The Cost of Behavioral Advertising
For those of you who answered, “Because you are a cynic,” I congratulate you on your insight but no, it has more to do with Tony Davis’ position with CenturyTel. He’s the guy charged with keeping the investors happy and—all other things being as they should be—the more income streams a company has, the happier those investors get. It is one of the fundamentals of business, right? The problem is that Davis and his cohorts are forgetting another fundamental of business: Be a good corporate neighbor.
I don’t see any good to behavioral marketing. You may have figured that out by now. I see it as an invasion of my privacy, a reminder that what I am doing online and in the privacy of my own home is being monitored and I am just old-fashioned enough not to like it. How does this translate into action? It is simple: I do not click on any ads that correspond to things that I have searched for and I trash any e-mails that relate to anything I have been looking at. I may not be able to get out of this monitoring but I can choose whether or not I reward the people invading my privacy.
If I am making that choice, refusing to give my business to companies who offensively invade my privacy, then there are many, many others. In a recent study of consumer attitudes toward behavioral marketing, Truste, a consumer privacy organization, came up with some interesting statistics:
- 71% of online consumers are aware that their browsing information may be collected by a third party for advertising purposes, but only 40 percent are familiar with the term “behavioral targeting.”
- 57% of respondents say they are not comfortable with advertisers using that browsing history to serve relevant ads, even when that information cannot be tied to their names or any other personal information.
- 91% of respondents expressed willingness to take necessary steps to assure increased privacy online when presented with the tools to control their internet tracking and advertising experience.
- 64% would choose to see online ads only from online stores and brands that they know and trust.
- 44% of respondents would click buttons or icons to make that happen.
- 42% percent say they would sign up for an online registry to ensure that advertisers are not able to track browsing behaviors, even if it meant that they would receive more ads that are less relevant to their interests.
The analysts at Truste say that education, transparency, real choices and real value are needed before this kind of advertising is acceptable to the majority of people. Right now, however, this approach to marketing, regardless of what people say about wanting to see more relevant advertising, is not beloved of the masses with a very sizeable percentage wanting it out of their lives entirely. How do you think they feel about the advertisers behind those unwanted ads? It can’t be good and, ultimately, that is the cost of invading people’s privacy.

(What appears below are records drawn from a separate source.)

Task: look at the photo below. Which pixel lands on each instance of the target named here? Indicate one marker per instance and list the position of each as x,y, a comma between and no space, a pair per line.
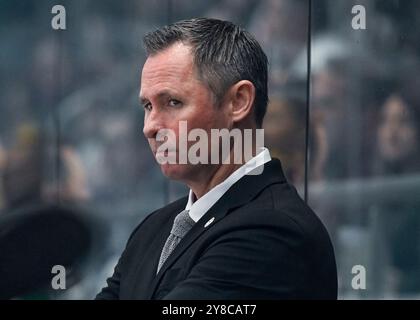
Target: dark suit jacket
264,243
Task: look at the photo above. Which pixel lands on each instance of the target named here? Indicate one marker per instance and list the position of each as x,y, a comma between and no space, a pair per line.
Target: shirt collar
197,208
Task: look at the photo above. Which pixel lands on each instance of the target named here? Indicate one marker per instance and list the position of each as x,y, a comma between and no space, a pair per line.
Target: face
170,92
397,132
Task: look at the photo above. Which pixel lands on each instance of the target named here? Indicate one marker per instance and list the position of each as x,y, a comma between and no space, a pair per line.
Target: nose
152,124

Their opinion of you and your company goes bad and they deny you the one thing you want—the very reason you invaded their privacy in the first place—that sale.
The Bottom Line
Sometimes, in the mad scramble for cash that is today’s marketplace, it is good to step back, take a couple of breaths and consider what you get and what you lose by going with the latest and greatest of anything. In the case of this behavioral marketing, what you might gain by employing it will mostly be lost by the way people will be turned off by knowing that you have your eye on them. If you want to target customers, target your own, keep an eye on what they buy and suggest things based on that data. They have already opted to do business with you so it is not really an invasion of privacy. Strangers haven’t and the more they feel targeted, the more they will treat these ads as what they really are, spam.